While this architecture offers benefits like decoupling and scalability, it also introduces potential points of failure.
Real-Life Example #
Consider an online store with:
- Order Service: Publishes order events.
- Inventory, Payment, Fulfillment Services: Subscribe to these events and process them based on the product type (physical vs. digital).
Potential issues include:
- Order service publishing to a non-existent or full queue.
- Consumers facing issues reading or processing messages, which could clog the queue and delay other messages.
Dead Letter Queue (DLQ) #
Purpose:
- A special queue for messages that cannot be delivered or processed successfully.
- Helps in isolating problematic messages and preventing them from affecting the main queue.
Message Entry into DLQ:
- Programmatic Publishing: Consumers or publishers manually move messages to the DLQ if they encounter issues.

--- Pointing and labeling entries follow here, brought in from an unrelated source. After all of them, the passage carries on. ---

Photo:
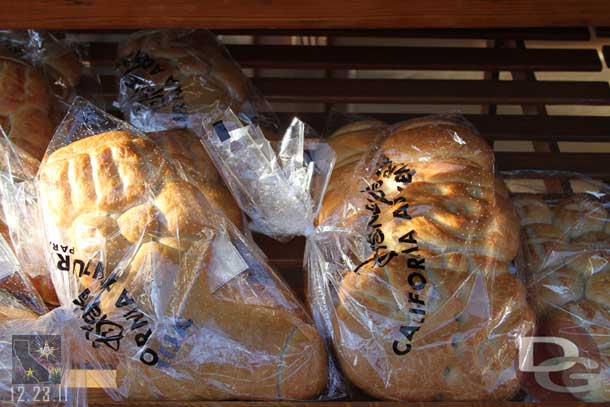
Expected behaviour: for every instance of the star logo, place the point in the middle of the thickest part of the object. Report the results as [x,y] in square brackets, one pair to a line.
[45,351]
[29,373]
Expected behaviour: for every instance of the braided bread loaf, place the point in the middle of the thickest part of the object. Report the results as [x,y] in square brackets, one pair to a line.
[566,253]
[116,198]
[434,313]
[186,152]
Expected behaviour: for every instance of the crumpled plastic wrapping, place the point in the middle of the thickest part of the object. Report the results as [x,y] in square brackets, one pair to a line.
[409,268]
[36,361]
[565,254]
[164,288]
[39,74]
[23,223]
[280,188]
[182,78]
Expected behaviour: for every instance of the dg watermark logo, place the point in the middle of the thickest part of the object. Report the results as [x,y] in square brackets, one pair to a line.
[36,368]
[555,368]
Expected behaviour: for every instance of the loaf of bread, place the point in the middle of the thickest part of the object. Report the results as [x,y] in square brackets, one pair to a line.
[434,313]
[24,106]
[566,254]
[169,75]
[119,201]
[187,154]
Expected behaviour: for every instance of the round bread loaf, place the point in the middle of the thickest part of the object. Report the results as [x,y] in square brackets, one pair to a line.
[24,107]
[196,74]
[434,313]
[566,254]
[116,198]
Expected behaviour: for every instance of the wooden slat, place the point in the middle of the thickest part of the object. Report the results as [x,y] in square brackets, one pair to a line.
[602,31]
[433,91]
[519,33]
[508,127]
[113,14]
[97,397]
[429,58]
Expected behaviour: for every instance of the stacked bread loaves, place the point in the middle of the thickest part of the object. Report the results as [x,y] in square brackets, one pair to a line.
[566,253]
[167,76]
[24,106]
[187,154]
[119,201]
[434,313]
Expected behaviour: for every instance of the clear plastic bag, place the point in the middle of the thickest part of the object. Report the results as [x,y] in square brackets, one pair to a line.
[165,289]
[181,78]
[565,254]
[22,222]
[281,191]
[409,268]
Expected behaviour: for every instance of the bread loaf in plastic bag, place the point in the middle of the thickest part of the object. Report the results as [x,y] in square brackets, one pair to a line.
[410,266]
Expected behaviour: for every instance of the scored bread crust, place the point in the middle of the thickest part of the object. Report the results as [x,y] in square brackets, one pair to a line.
[467,231]
[206,73]
[115,192]
[24,107]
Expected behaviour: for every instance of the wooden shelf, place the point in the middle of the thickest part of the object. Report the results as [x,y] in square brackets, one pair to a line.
[113,14]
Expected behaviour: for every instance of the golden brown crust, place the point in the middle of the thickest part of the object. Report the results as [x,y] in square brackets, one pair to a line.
[115,193]
[566,254]
[467,232]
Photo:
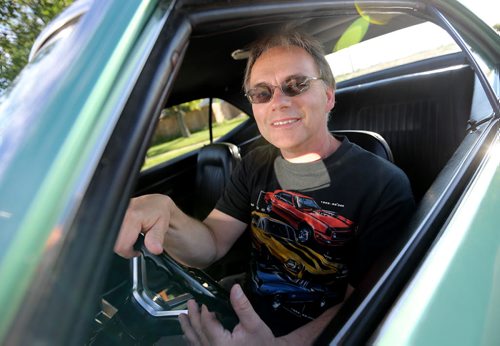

- Automated Configuration: Message brokers can be configured to automatically move messages to the DLQ due to delivery failures or other issues.
Configuration Support:
- Most open-source or cloud-based message brokers support DLQ functionality.
Processing Messages in DLQ:
- Monitoring and Alerting: Regular monitoring ensures that messages in the DLQ are addressed and not forgotten.
- Error Details: Attach headers or additional information to messages to understand and fix issues.
- Handling:
- Automatic Republishing: Once issues are resolved, messages can be moved back to the original queue for normal processing.
- Manual Processing: Rare cases or special scenarios might require manual intervention.